Lockheed Martin also is looking to address some of the larger citywide infrastructure problems it encountered during Katrina. For example, the company had no electrical power or water services from the city for months. The plant had its own large power generators on-site and had fuel stores to keep them running for as long as 60 days. "We decided to rewire our server rooms and LAN rooms to put them on the generators and get them up and running, and that worked well," Stefancik says. "We were up well before power was restored."

Lockheed also dug its own 600-foot well to provide water for its air-conditioning and server room chillers, and that is still used. "Even today, we provide our employees with bottled water for drinking water," he says. "We have yet to get good clearance on our water here, almost 11 months after the storm."

Stefancik says another change Lockheed is considering is constructing its own cell tower on the company's 834-acre campus.

And he says his revamped disaster-recovery plan addresses the need for high-end processing. Employees now are required to take their laptops and the data on them home each night. "And we've acquired some high-end workstations that we will now set up at different locations if in fact a hurricane approaches, anywhere in the Gulf," he says.

Others are considering moving to new network technologies to make them more disasterproof. For example, Burgard says UNO is looking at moving to HP blade servers to reduce the amount of space and wiring needed in LSU's Baton Rouge data center. Currently, LSU is letting UNO use about four server racks of space, but Burgard is wary of depending on this for the future.

He says the school, which relies on Cisco for most of its network gear, is also considering a move to VoIP. "In the end, our own network was restored before BellSouth's," he says. "If we had VoIP, we would have been able to restore our voice communications. It's something we're looking into."

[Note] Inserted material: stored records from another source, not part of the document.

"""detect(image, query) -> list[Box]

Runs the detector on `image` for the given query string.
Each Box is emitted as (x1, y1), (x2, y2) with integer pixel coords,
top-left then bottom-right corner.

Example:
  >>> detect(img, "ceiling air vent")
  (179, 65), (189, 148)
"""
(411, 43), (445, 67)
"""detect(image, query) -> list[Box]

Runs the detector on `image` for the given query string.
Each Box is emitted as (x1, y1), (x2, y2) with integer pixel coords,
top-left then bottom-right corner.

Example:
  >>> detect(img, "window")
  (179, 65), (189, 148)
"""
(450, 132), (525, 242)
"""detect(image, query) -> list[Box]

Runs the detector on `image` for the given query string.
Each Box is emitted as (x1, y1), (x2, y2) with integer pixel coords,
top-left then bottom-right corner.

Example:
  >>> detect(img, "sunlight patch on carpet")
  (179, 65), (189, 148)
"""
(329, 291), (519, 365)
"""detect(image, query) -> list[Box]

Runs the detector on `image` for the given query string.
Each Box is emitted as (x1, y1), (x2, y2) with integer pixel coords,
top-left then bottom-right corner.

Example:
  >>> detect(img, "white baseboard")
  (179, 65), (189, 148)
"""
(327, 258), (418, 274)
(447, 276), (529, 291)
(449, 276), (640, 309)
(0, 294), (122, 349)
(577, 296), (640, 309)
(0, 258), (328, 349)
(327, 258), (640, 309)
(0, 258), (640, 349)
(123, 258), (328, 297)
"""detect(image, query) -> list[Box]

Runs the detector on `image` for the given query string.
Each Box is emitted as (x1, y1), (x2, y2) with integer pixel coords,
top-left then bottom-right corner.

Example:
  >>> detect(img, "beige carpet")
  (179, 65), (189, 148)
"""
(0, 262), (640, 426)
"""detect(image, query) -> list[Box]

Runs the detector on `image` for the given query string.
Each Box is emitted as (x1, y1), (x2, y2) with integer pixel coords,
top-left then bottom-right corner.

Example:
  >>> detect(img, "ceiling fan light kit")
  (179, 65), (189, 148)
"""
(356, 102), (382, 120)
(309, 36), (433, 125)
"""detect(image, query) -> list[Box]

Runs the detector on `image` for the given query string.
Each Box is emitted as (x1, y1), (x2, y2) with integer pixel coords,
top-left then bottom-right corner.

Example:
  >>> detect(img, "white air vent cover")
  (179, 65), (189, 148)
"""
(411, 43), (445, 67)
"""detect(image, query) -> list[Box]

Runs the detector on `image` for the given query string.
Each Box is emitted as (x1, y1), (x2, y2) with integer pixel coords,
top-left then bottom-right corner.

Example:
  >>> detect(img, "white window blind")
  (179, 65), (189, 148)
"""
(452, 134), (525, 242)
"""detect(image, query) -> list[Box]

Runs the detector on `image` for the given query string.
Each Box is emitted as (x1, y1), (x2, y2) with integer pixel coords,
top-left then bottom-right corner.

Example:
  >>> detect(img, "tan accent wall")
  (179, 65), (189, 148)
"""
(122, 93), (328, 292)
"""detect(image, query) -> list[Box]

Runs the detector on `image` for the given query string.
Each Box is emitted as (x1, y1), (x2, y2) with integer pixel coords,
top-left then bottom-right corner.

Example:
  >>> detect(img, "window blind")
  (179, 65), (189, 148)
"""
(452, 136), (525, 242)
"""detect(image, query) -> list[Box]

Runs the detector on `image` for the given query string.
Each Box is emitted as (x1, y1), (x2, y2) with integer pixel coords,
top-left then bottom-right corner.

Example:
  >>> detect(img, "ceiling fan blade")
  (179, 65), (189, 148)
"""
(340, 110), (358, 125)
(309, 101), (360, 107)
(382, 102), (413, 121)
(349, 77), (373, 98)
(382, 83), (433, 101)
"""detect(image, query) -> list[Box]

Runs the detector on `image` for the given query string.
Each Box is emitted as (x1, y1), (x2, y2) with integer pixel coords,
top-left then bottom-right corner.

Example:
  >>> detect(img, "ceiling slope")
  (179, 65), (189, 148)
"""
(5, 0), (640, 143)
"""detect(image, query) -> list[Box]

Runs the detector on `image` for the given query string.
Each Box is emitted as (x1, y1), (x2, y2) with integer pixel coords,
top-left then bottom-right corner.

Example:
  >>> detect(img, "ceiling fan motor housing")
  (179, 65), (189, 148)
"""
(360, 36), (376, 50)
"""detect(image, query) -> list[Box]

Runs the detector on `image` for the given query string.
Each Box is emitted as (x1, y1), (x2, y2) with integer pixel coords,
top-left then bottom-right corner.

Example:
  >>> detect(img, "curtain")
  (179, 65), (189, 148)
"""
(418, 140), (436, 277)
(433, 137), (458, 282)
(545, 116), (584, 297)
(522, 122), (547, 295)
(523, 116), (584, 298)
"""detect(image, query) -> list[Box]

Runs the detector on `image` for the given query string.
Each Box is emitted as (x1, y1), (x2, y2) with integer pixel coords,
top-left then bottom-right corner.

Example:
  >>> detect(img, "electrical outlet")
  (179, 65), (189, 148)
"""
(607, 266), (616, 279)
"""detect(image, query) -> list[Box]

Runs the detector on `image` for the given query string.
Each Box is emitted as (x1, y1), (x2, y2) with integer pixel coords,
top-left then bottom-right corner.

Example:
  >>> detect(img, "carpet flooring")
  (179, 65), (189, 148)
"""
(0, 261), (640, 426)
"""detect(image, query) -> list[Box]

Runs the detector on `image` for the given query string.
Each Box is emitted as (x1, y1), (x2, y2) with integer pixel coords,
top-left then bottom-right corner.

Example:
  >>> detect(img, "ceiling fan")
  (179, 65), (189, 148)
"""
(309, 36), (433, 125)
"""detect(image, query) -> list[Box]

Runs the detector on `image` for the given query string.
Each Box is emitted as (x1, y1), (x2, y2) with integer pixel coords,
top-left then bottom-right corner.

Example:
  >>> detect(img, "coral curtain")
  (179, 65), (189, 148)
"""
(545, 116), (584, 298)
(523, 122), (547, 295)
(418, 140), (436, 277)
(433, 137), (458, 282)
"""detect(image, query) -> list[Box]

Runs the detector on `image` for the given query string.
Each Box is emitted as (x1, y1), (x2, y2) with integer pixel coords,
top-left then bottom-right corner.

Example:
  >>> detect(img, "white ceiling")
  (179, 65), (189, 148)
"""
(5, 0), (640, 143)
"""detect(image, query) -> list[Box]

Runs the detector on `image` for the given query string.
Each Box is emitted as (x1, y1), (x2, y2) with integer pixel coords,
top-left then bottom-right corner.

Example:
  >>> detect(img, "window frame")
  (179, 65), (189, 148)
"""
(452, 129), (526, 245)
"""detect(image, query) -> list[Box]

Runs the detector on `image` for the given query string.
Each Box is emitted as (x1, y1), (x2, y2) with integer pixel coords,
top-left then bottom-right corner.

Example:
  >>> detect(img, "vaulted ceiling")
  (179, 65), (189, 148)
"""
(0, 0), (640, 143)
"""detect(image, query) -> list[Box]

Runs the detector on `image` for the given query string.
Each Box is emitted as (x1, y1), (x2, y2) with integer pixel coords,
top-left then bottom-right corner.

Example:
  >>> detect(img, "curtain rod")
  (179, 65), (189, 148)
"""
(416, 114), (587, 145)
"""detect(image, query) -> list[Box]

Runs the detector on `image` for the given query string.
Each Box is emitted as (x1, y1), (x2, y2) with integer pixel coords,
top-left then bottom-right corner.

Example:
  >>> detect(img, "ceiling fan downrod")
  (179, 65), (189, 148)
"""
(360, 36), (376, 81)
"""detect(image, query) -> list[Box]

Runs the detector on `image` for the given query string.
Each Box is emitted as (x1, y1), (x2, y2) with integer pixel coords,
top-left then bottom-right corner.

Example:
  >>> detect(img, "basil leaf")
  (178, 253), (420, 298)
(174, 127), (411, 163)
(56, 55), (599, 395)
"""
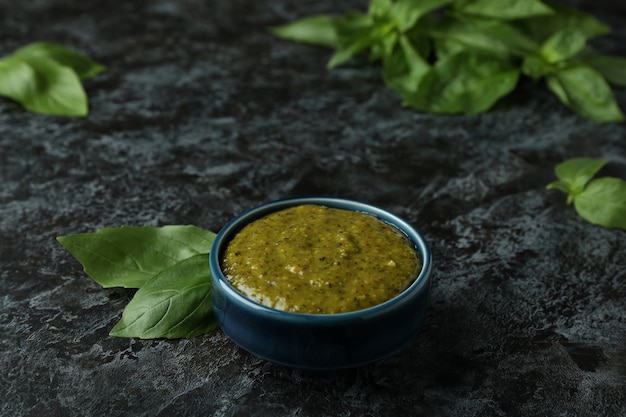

Similarly, Loyola has invested in a hosted solution for a distance-learning network. Before Katrina, the school had a small distance-learning initiative in place, but has since contracted it out to Blackboard to make sure that the service is hosted away from New Orleans and remains up and running.

"We'll use that to continue instruction, should we have to evacuate again," Jacobs says. "That's a change and investment for us. God forbid we have another Katrina, but we'll probably have evacuations of three or five days. And we want to make sure that the kids can continue to receive instruction and stay connected with the school."